Pubs are not only drinking places. The location of pubs is a clue to their function. Take the pub at Medmenham, where the swan-uppers annually gather but that's another story. The pub is opposite the church on a crossroads at the point where the road narrows. This is the only road beside the Thames and is linked to a ferry crossing (via Ferry Lane), where a former Cistercian abbey is situated. The pub and the church point to toll collection, borne out by the topography because this crossroads is overlooked not by one but two so-called Iron Age hillforts. One of them, Danefield, has a spring, NB. this is chalk!, and is the site of a posh hotel (it's interesting how 'big houses' continue to occupy the same ground) but both are vaguely described as Bronze Age-ish.

Re: Pub Crawl

PostPosted: 3:18 pm
by Boreades
In the Og Valley, east of Avebury, there are several Roman Villa sites. Recent archaeological field work on one, at the head of the Og river, found that below the roman remains was a big Celtic Temple. i.e. the romans moved in and adopted what was already there. That included a six-foot high malting oven, i.e. a place for roasting barley to make beer, exactly where fresh clean water emerges from the chalk downs. Coincidentally this is also close to the Ridgeway Trail, exactly where it cross the St.Michael/Dragon Line.

Re: Pub Crawl

PostPosted: 5:33 pm
by Boreades
The pub in Ogbourne St.George is The Inn With The Well. It still has a well, inside the pub. In that pub a while ago, I was chatting to one of the oldest farm workers in our village. I guess he’s 75-ish. He was telling of the year when he was a lad and the farm first had a tractor powerful enough to deep-plow the field closest to Tollgate Cottage. All was fine except for every time they crossed a line running from the Og up to an old field boundary heading up the hillside onto the Ridgeway Trail. The plow kept hitting ground much harder than the chalk and flint that’s usual below the top soil here. When they dug a trench they found clear evidence of a hard-stone base, probably roman cement, where there used to be a ford across the Og.

Re: Pub Crawl

PostPosted: 8:25 pm
by hvered
Boreades wrote:In the Og Valley, east of Avebury, there are several Roman Villa sites. Recent archaeological field work on one, at the head of the Og river, found that below the roman remains was a big Celtic Temple. i.e. the romans moved in and adopted what was already there.

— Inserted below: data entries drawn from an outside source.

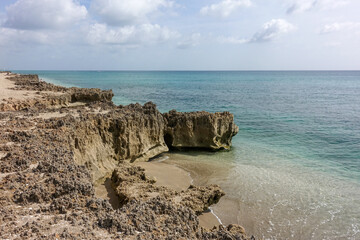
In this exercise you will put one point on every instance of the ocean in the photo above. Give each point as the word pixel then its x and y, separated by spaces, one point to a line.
pixel 294 169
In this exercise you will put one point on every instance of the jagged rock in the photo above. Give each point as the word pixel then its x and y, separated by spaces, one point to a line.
pixel 129 133
pixel 200 130
pixel 48 166
pixel 90 95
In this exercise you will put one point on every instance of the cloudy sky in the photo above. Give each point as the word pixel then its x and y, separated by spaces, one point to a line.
pixel 180 35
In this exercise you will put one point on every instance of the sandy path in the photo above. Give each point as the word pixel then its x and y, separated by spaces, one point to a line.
pixel 6 91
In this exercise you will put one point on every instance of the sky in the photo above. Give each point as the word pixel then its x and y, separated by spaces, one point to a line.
pixel 180 35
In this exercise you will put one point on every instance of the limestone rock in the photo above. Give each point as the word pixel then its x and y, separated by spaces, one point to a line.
pixel 131 183
pixel 200 130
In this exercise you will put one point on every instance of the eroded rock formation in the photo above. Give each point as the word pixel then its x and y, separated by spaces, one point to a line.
pixel 51 153
pixel 200 130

That makes economic sense, adapting a site is still common practice -- but how do they know this was a 'Celtic Temple'?

That included a six-foot high malting oven i.e. a place for roasting barley to make beer, exactly where fresh clean water emerges from the chalk downs. Coincidentally this is also close to the Ridgeway Trail, exactly where it crosses the St.Michael/Dragon Line.

Fascinating. Is it near Ogbourne Maizey? The village seems to be 'the middle of nowhere' nowadays, does it even have a pub?